Voting rights advocates and Black lawmakers said the plan invoked the state's Jim Crow history of treating Black voters unfairly.

Former U.S. Attorney General Eric Holder, chair of the National Democratic Redistricting Committee, said the map, "and the Republican politicians who supported it, would make George Wallace proud," referring to the segregationist former Alabama governor.

"It arrogantly defies a very conservative United States Supreme Court decision ... from just weeks ago," Holder said in a statement.

Republicans argued that their proposal complies with the directive to create a second district where Black voters could influence the outcome of congressional elections. Opponents said it flouted a directive from the panel to create a second majority-Black district or "something quite close to it" so that Black voters "have an opportunity to elect a representative of their choice."

The 140-seat Alabama Legislature has 33 Black lawmakers. All but one are Democrats.

"There's no opportunity there for anybody other than a white Republican to win that district. It will never, ever elect a Democrat. They won't elect a Black. They won't elect a minority," said Sen. Rodger Smitherman, a Democrat from Birmingham.
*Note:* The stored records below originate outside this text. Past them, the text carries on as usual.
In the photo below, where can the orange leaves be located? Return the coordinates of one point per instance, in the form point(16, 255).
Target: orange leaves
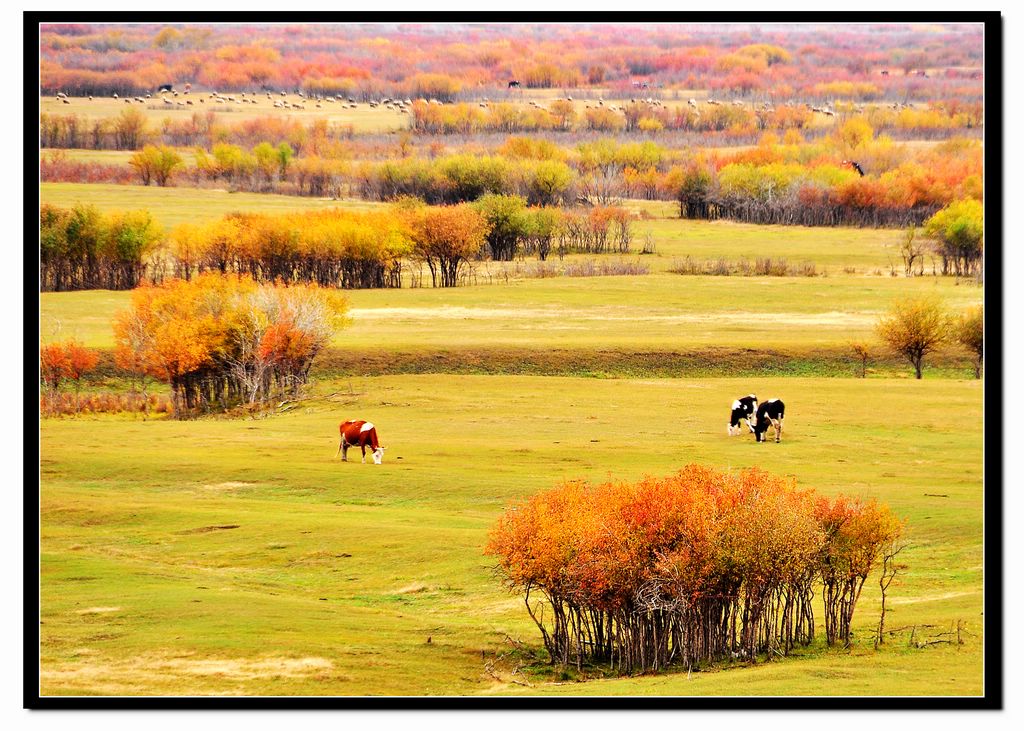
point(701, 531)
point(220, 335)
point(68, 359)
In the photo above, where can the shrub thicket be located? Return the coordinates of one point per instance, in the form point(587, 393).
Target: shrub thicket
point(83, 249)
point(220, 340)
point(700, 566)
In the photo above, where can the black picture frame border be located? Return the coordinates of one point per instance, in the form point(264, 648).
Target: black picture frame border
point(993, 388)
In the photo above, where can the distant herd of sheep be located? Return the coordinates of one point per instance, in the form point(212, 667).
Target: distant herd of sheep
point(403, 105)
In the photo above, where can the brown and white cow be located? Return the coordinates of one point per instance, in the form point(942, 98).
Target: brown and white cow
point(360, 434)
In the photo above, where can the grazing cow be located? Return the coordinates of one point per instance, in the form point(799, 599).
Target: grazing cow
point(742, 410)
point(360, 434)
point(769, 414)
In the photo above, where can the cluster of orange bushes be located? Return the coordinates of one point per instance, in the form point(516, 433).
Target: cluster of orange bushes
point(220, 340)
point(330, 248)
point(54, 404)
point(700, 566)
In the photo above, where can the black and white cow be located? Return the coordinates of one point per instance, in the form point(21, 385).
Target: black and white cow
point(769, 414)
point(742, 409)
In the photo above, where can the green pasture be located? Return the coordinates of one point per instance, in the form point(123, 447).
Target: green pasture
point(226, 556)
point(110, 157)
point(363, 119)
point(652, 312)
point(833, 250)
point(173, 206)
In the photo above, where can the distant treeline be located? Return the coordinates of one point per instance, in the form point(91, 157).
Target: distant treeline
point(82, 248)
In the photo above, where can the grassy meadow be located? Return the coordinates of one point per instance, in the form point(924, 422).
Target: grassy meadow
point(363, 119)
point(651, 312)
point(833, 250)
point(233, 554)
point(224, 557)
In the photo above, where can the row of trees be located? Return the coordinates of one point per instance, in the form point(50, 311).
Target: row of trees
point(221, 340)
point(734, 121)
point(83, 249)
point(697, 567)
point(330, 248)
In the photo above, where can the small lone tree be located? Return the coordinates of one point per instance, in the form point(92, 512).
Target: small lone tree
point(969, 331)
point(862, 352)
point(890, 568)
point(914, 328)
point(911, 249)
point(156, 164)
point(446, 237)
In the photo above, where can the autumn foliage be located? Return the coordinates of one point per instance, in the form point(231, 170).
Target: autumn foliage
point(221, 340)
point(81, 248)
point(700, 566)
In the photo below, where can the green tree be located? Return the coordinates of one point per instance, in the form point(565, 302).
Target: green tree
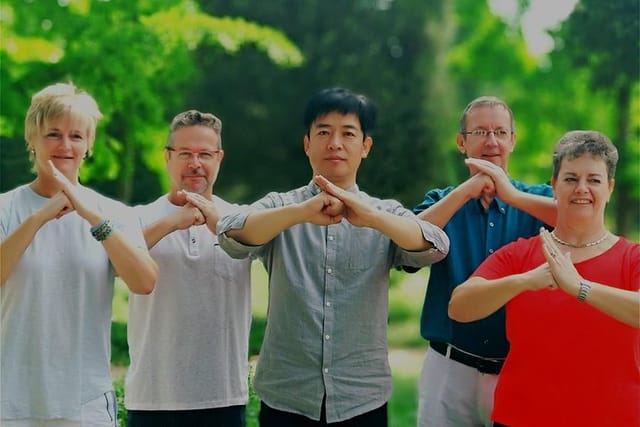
point(390, 50)
point(136, 58)
point(603, 38)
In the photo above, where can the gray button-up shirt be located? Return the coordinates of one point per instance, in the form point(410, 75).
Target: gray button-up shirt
point(326, 328)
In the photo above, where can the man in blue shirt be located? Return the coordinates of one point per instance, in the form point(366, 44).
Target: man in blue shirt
point(480, 215)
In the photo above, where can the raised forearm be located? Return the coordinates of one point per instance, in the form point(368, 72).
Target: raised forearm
point(156, 231)
point(541, 207)
point(261, 226)
point(132, 264)
point(621, 304)
point(405, 232)
point(441, 212)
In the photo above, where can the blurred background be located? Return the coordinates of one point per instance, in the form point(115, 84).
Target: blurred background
point(560, 64)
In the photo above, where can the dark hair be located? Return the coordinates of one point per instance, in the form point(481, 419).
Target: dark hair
point(341, 101)
point(485, 101)
point(576, 143)
point(195, 118)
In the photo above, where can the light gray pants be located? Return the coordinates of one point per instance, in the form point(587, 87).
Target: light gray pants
point(453, 395)
point(100, 412)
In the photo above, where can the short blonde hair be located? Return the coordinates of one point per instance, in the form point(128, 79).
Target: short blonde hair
point(61, 100)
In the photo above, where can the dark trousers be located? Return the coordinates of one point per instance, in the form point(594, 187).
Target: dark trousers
point(231, 416)
point(270, 417)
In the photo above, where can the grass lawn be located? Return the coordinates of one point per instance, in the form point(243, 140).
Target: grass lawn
point(406, 347)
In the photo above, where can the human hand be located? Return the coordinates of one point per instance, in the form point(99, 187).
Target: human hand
point(479, 185)
point(69, 191)
point(354, 210)
point(323, 209)
point(206, 208)
point(56, 207)
point(501, 182)
point(186, 216)
point(539, 278)
point(560, 264)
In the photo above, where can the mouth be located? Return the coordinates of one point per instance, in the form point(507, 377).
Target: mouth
point(581, 202)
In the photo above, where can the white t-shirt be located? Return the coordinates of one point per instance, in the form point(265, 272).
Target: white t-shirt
point(55, 309)
point(188, 340)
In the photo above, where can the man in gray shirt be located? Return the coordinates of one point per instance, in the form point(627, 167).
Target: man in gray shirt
point(328, 248)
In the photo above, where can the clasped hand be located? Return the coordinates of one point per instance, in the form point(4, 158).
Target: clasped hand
point(337, 204)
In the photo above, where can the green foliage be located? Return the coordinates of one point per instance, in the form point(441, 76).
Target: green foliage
point(131, 56)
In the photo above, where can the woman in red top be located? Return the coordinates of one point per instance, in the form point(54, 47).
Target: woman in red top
point(572, 302)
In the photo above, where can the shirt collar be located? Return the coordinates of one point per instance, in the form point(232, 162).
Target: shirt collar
point(315, 189)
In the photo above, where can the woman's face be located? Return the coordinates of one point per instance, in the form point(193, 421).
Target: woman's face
point(65, 142)
point(582, 188)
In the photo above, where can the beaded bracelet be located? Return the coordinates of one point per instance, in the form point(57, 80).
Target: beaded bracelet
point(583, 291)
point(102, 230)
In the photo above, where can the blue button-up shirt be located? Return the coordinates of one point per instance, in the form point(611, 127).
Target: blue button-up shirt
point(474, 233)
point(326, 328)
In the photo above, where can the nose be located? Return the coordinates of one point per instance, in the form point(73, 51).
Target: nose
point(335, 142)
point(194, 160)
point(65, 140)
point(491, 138)
point(582, 186)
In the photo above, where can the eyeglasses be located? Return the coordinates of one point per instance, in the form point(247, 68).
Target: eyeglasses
point(500, 134)
point(187, 156)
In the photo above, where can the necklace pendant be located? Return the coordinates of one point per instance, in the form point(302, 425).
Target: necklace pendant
point(586, 245)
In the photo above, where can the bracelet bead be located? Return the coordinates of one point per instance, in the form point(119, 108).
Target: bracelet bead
point(583, 291)
point(103, 230)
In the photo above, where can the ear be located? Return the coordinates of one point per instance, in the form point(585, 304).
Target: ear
point(460, 143)
point(305, 143)
point(366, 146)
point(612, 184)
point(512, 142)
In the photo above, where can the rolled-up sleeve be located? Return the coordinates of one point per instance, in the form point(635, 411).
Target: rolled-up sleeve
point(235, 221)
point(430, 233)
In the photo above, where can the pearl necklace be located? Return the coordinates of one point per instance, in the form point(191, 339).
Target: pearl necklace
point(586, 245)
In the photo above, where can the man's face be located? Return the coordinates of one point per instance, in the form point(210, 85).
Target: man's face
point(491, 147)
point(335, 146)
point(193, 162)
Republicans have been reluctant to create a Democratic-leaning district and are engaging in a high-stakes wager that the panel will accept their proposal or that the state will prevail in a second round of appeals. Republicans argued that the map meets the court's directive and draws compact districts that comply with redistricting guidelines.

"If you think about where we were, the Supreme Court ruling was 5-4, so there's just one judge that needed to see something different. And I think the movement that we have and what we've come to compromise on today gives us a good shot," House Speaker Nathaniel Ledbetter said.

Republican Senate President Pro Tem Greg Reed said he believed the changes to the district make it a so-called opportunity district.

"I'm confident that we've done a good job. It will be up to the courts to decide whether they agree," Reed said.

The debate in Alabama is being closely watched across the nation, and could be mirrored in fights in Louisiana, Georgia, Texas and other states.

The three-judge panel ruled in 2022 that the current legislative map likely violates the federal Voting Rights Act and said any map should include two districts where "Black voters either comprise a voting-age majority" or something close. The Supreme Court concurred.

Now that the plan has passed, the fight will shift quickly back to the federal court to debate whether Alabama's congressional districts comply with federal law and offer a fair opportunity to Black voters and candidates in a political landscape dominated by white Republicans.

Black Alabama lawmakers say it's crucial that their constituents have a better chance of electing their choices.

"I have people in my district saying their vote doesn't count, and I understand why they say that," Rep. Thomas Jackson, a Thomasville Democrat, said during debate Friday. "The person they want to elect can never get elected because they are in the minority all the time."

Black lawmakers disputed that the changes to the 2nd District, an area with deep ties to agriculture and home to military bases, would easily become a swing district. They speculated that state Republicans were seeking to mount another challenge to federal voting law.

"This is designed to protect a few people and ultimately to finish off the Voting Rights Act," said Rep. Chris England, a Democratic lawmaker from Tuscaloosa.

An analysis by The Associated Press, using redistricting software, shows that the 2nd District proposed Friday has mostly voted for Republicans in recent statewide elections. Donald Trump won the district by nearly 10 percentage points in his 2020 reelection bid.

Experts have said the GOP proposals fall short of what the Supreme Court said last month is required.

"They have pretended as though the court didn't say what it said," said Kareem Crayton, senior director for voting and representation at New York University's Brennan Center for Justice, which filed a brief supporting the plaintiffs before the Supreme Court.